Although Russian Orthodox Christmas was Jan. 7, Vladimir Putin continues to get presents beyond the second $3,000 jumpsuit I’m assuming he asked for. The American government just ended a month-long shutdown, the European Union seems to be foaming at the mouth to humiliate Theresa May and the Treasury Department appears to be lifting sanctions on yet another Russian oligarch. As retired General Michael Hayden once said, Vladimir Putin is like the child at Thanksgiving who wants to sit at the adult’s table, but rather than grow himself, he saws the legs out from under his parent’s table until it’s short enough for him. Unfortunately for the adults and fortunately for the Russians, no one seems to be able to stop the rising tide of dissatisfaction among the citizens of Western democracies.

Of course the world will continue to turn, we have Mackenzie and Jeff Bezos to thank for that, but the collapse of Western institutions cannot be solved with sole executive power. Their survival depends on the maintenance of global cooperation between the world’s leading nations. Yet while the weary titans of the West continue to falter, the ambitions of their eastern counterparts continue to grow, mainly due to the aggressive diplomacy of the hemisphere’s hegemon: China.

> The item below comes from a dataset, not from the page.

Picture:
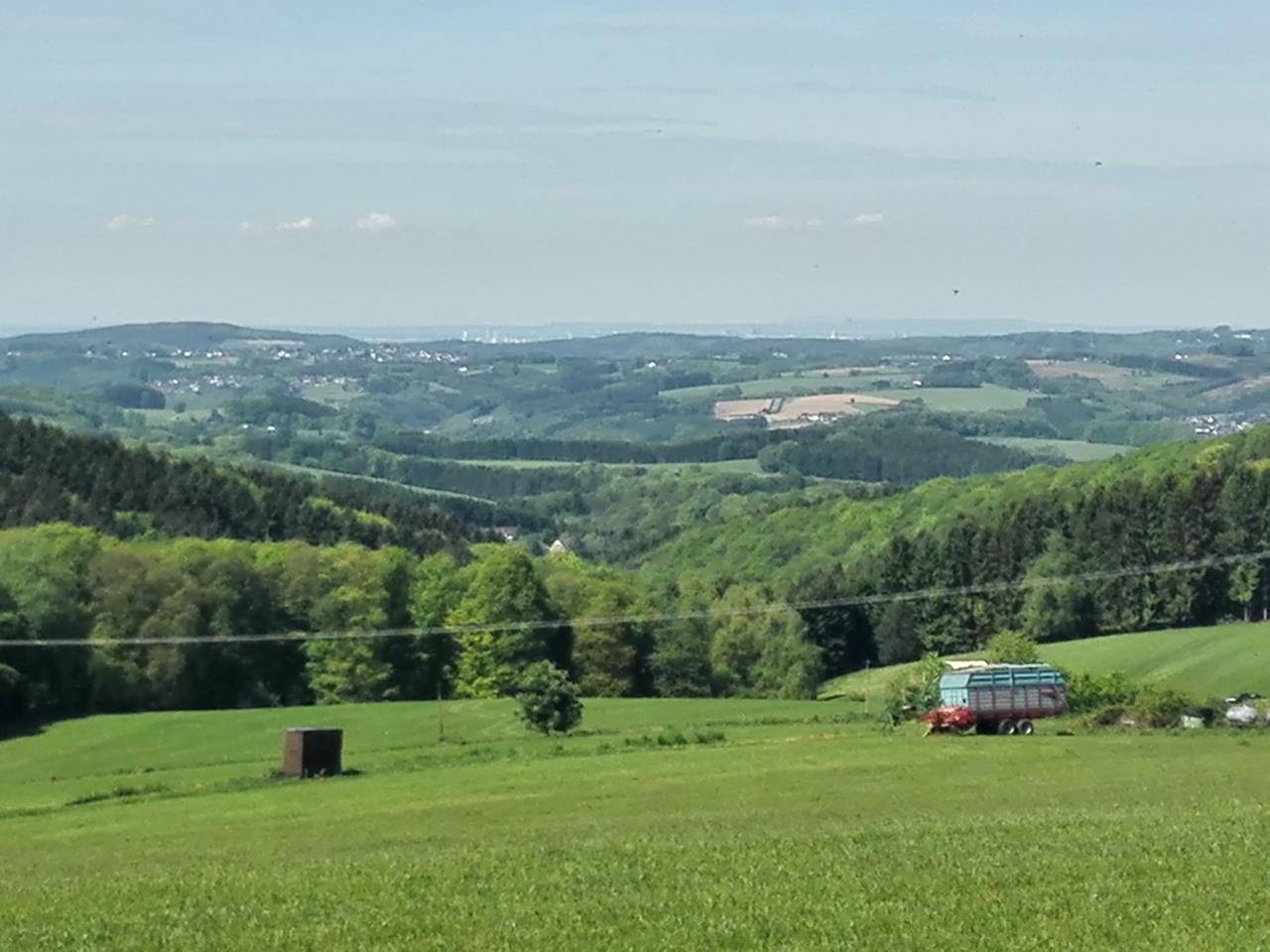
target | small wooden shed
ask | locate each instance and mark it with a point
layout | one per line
(312, 752)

Aggressive diplomacy sounds like an oxymoron, but the truth is quite the opposite. China has simply devoted staggering amounts of money toward courting developing nations. The most outwardly aggressive form of Chinese diplomacy is known is the Belt and Road Initiative (BRI). Put simply, China is trying to establish a new, global silk road, with Shanghai at its epicenter. With this in mind, Chinese investment in African and Latin American coastal nations begins to make more sense. Whether or not the U.S. should welcome China as the new economic hegemon is another matter, but the fact remains; Chinese grand strategy for the past decade has been designed to expand its dense web of international trade.

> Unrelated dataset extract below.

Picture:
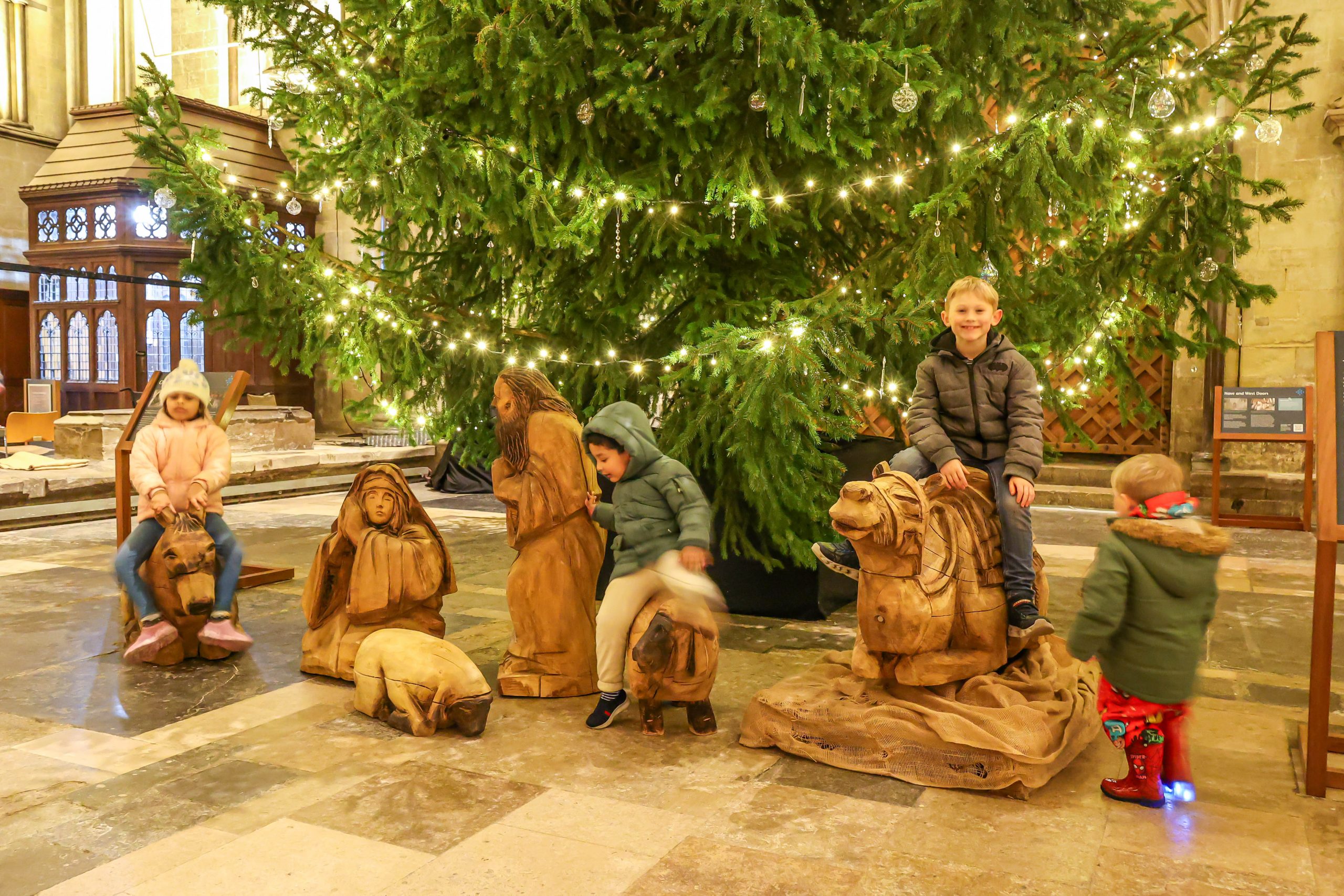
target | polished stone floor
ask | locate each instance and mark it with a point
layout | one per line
(248, 777)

But how does this play into the conflict between Russia and the West? Like China, Russia’s goal involves the expansion of its trade networks, but this expansion is regional, an effort to secure its oil trade with EU nations. The key is Russian oil. Russian oil accounts for more than 60 percent of its exports and comprises 30 percent of its GDP; therefore, the health of Russia hinges on the price of oil. So, one sly way of overcoming Russian influence would be to decrease the value of oil, forcing Russia to quickly cut back on its military and covert escapades. This was proven to work in 2014, as hydraulic fracturing in the Marcellus Shale allowed the U.S. to export enough oil for half the international price. Around that time, the Russian economy fell into a so-called crisis, and the Russian stock index dropped by 30 percent between June and December of that year.

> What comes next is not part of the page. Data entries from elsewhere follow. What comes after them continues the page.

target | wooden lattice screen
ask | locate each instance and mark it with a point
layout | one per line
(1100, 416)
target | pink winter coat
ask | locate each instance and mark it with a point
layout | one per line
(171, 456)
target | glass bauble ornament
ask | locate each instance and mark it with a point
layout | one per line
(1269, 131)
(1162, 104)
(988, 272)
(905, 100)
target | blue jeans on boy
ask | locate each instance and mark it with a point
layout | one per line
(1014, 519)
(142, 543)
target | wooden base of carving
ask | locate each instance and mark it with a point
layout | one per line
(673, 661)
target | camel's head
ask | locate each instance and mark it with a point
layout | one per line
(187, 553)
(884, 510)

Another way to decrease the international value of oil would be through the proliferation of cost-effective renewable energy. Coincidentally, the largest investor in renewable energies (as of 2017 and assuming we can trust the numbers) is China, outspending the next-largest investor, the U.S., by about 300 percent. China reported investing $126.6 billion compared to the $40.5 billion reported by the U.S. Whether intentional or not, the absurd amount of Chinese government spending in the renewables industry may drive the Russians out of business. It’s no secret that the next economic boom will be in green energy, and that economic revolution will begin when renewable energy becomes profitable enough to outpace oil. Assuming rare earth minerals aren’t discovered in Siberia, Russia will be out of business when the world quits oil and natural gas.

It may seem ridiculous, but China will be the savior for the West, crippling Russian energy exports and thus crippling Russian expansion against the West. In this, China will propel itself to superpower status, sidelining a major political thorn and acting within the interests of international institutions. The liberal in me wants to believe that the interests of the world will align with the interests of the Chinese government, and against Russia this seems to be the case. Of course, until the Chinese decide otherwise.